Mary and I struck up a conversation in the school hallway one day.  Somehow it moved to the subject of music.  She has two children currently taking Suzuki piano lessons and knows they need to learn to read music, but it wasn't going very well. She had begun piano at 7 herself and quit within a few years.  Only a little while back did she do some soul searching, being upset that she never continued her lessons, and figured out why.  As a child she couldn't read the bass clef.  Of course my heart broke and I sent a game to her the very next day.  She has already reported that she's enjoying playing these games with her kids and THEY won't have that same story to tell their children!!

 

If you have a story to contribute, please send us an e-mail.

Scientific Proof

THE MOZART EFFECT - "Two researchers reported that college students who listened to 10 minutes of a Mozart Sonata scored 8-9 points higher on a spatial-temporal test than after 10 minutes of silence or relaxation tapes."

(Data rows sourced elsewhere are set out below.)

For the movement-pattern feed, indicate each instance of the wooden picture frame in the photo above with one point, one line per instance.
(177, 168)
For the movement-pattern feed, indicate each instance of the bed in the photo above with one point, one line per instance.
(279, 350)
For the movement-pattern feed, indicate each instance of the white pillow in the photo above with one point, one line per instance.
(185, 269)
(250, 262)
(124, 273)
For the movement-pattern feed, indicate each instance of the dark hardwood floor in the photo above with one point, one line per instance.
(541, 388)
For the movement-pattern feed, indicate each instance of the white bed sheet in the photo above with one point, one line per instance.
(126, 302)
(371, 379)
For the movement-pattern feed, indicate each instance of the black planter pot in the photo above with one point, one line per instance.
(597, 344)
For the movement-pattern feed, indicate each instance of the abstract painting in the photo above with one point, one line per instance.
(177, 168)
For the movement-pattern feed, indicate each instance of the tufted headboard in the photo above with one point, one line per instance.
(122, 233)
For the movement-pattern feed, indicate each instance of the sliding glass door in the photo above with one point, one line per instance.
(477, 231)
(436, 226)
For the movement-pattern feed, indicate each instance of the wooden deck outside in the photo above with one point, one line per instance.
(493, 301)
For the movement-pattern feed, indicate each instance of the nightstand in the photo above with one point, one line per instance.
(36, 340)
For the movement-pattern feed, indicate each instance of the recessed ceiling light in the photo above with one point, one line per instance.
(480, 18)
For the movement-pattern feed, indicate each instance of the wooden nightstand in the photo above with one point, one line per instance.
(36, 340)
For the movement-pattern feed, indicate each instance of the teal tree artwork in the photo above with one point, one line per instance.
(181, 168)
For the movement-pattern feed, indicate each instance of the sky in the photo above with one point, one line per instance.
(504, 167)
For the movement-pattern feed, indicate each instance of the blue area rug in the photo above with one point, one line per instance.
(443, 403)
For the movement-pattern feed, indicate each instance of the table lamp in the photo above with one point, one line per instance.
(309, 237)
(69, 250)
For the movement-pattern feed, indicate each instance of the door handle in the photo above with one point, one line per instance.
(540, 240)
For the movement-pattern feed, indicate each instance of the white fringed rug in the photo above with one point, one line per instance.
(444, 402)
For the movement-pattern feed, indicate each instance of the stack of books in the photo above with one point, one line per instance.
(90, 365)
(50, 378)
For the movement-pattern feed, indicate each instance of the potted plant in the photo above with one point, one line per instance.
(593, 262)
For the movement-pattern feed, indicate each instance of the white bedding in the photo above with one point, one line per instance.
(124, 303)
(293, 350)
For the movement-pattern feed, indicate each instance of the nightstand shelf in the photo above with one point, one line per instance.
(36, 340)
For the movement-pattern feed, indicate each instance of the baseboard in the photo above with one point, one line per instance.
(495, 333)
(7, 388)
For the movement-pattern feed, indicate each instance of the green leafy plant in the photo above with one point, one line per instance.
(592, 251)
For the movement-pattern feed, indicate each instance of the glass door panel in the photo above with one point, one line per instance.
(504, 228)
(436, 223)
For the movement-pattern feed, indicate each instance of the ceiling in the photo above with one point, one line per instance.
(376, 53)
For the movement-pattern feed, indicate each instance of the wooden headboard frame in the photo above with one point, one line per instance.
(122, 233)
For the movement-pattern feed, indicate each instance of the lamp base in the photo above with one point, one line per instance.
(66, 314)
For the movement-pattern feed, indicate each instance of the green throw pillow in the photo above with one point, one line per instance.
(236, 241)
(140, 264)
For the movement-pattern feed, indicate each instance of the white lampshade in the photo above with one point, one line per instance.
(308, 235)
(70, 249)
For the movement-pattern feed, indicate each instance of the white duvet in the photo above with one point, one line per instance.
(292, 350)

Don Campbell, author of The Mozart Effect endorses Crazy 8ths by saying: "Take note! 'Crazy 8ths' provides the child and parent with more than numbers and figures. It allows young eyes to become used to musical notation with ease, fun, and creativity."

 

UNIVERSITY OF CALIFORNIA and UNIVERSITY OF WISCONSIN - "Giving piano lessons to pre-schoolers significantly increases their ability to perform the types of reasoning required for excellence in science and math. At the end of six months, children who received piano lessons scored an average of 34 percent higher on the tests of spatial-temporal ability."

 

"Research shows that kids who are involved in music do better in math, have better attendance, and do their homework. Period." - School music teacher (Lafayette, CO).

 

PIANO SALES HIT A HIGH NOTE (Cincinnati, Ohio) - Says one piano buyer, "I played as a child. But I had also read an article saying that playing piano helped young children in math and science. That clinched it for me."

 

WILL PIANO LESSONS MAKE MY CHILD SMARTER? - New Studies Suggest that Playing Music may Improve Learning, Memory, Logic and General Creativity - New Horizons Study

 

Georgia Governor Zell Miller wants to make $105,000 of his budget available so that each newborn child in the state would be sent home from the hospital with a CD or tape of classical music. "No one doubts that listening to music, especially at a very early age, affects the reasoning that underlies math and engineering and chess."

 

"All children in Daviess County's elementary schools were given piano lessons this year. The idea was to build up brains..." A Western Kentucky University research team plans to study these children for the next 12 years (Owensboro, KY).

 

"College students who listened to a Mozart Sonata scored higher on intelligence tests. And separate experiments showed that children who took piano lessons also scored higher on intelligence tests." - Boulder Daily Camera (Boulder, CO).

 

"A new study by Chinese psychologists shows that children who have spent a few years learning to play a musical instrument also end up with better verbal skills . . ." - Boulder Daily Camera (Boulder, CO).

 

The proof is here. Make sure your children are exposed to music. And if they are taking private lessons, help them "study" their notes by playing Crazy 8ths.